Kings 2, Red Wings 1.

In fairness to Jonathan Quick, he hasn’t had many bad starts this season. Bad goals? Yes, but he usually recovers.

It just so happened Wednesday that his last bad start– one of the worst of his career — was against Wednesday’s opponent, the Detroit Red Wings. There was some pressure on Quick to re-establish his lock on the No. 1 goalie position after a couple good starts by Jonathan Bernier, and he delivered with an outstanding 28-save effort.

Because of Quick, goals by Anze Kopitar and (officially) Dustin Brown were enough. Brown’s goal, a deflection of an Alec Martinez point shot during a second-period power play, held up as the game-winner.

Kopitar snuck in on the backdoor to tie the game at 1 at 7:50 of the first period, batting in the rebound of a Dustin Penner shot.

Darren Helm got the Red Wings on the board with one of those bad goals in the first period; Quick got a piece of Helm’s hard slapshot, but the puck trickled slowly behind him and over the goal line.

Credit the Kings’ penalty kill for allowing only one shot to reach Quick in 2:43 of man-advantage time for Detroit, which had scored at least one power-play goal in seven straight games.

By the time the day’s games were complete, the Kings needed a win to remain in the top eight of the Western Conference standings.
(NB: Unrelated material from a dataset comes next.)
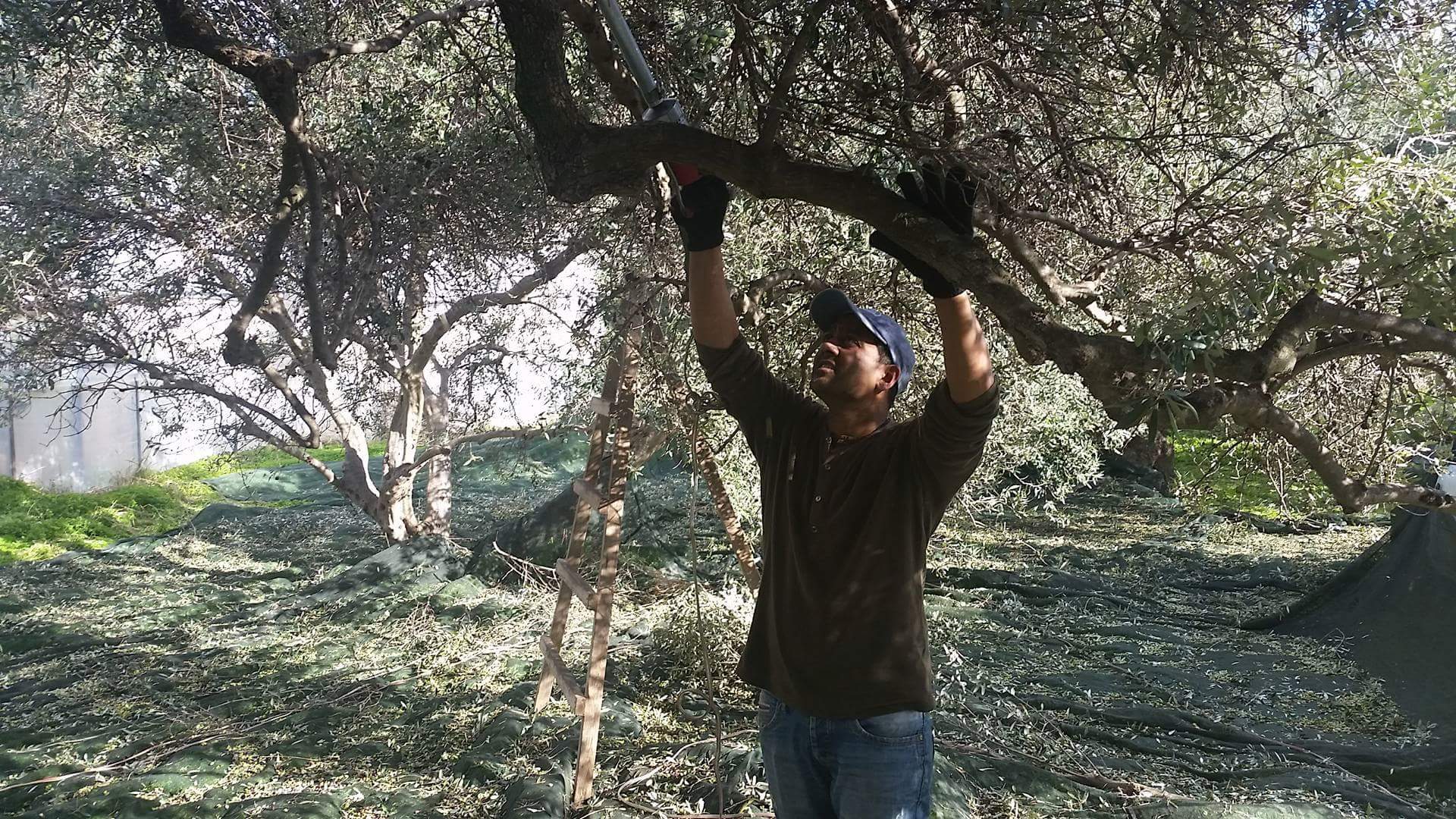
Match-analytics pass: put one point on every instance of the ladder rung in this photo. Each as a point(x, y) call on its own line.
point(577, 583)
point(587, 493)
point(564, 679)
They can’t be knocked out of the top eight tomorrow, either; only a Phoenix win against Calgary could push them into eighth.

A few more notes:

Penner is looking like a better fit on the line with Kopitar and Williams with each game. He has points in two of three games since arriving from Edmonton at the trade deadline. In the other, he screened the goalie on the game’s only goal.

Jarret Stoll went 12-4 in the faceoff circle and is up to ninth in the NHL in faceoff percentage (56.7).

Drew Doughty had to leave the ice early in the third period after taking a pretty blatant elbow to the face from Todd Bertuzzi (no penalty was called). He returned later in the period.

The Kings have killed 15 straight penalties, and 58 of their last 63 penalties.

It’s too early to say whether the “new look” power-play is a hit or miss. At times, the Kings couldn’t run it if their lives depended on it. At times, they could. It led to one goal, but not because the Red Wings were caught out of position. Video replays on television appeared to show that Alexei Ponikarovsky, not Brown, deflected Martinez’s shot with the blade of his stick. However, as of this blogging, the goal is still being credited to Brown.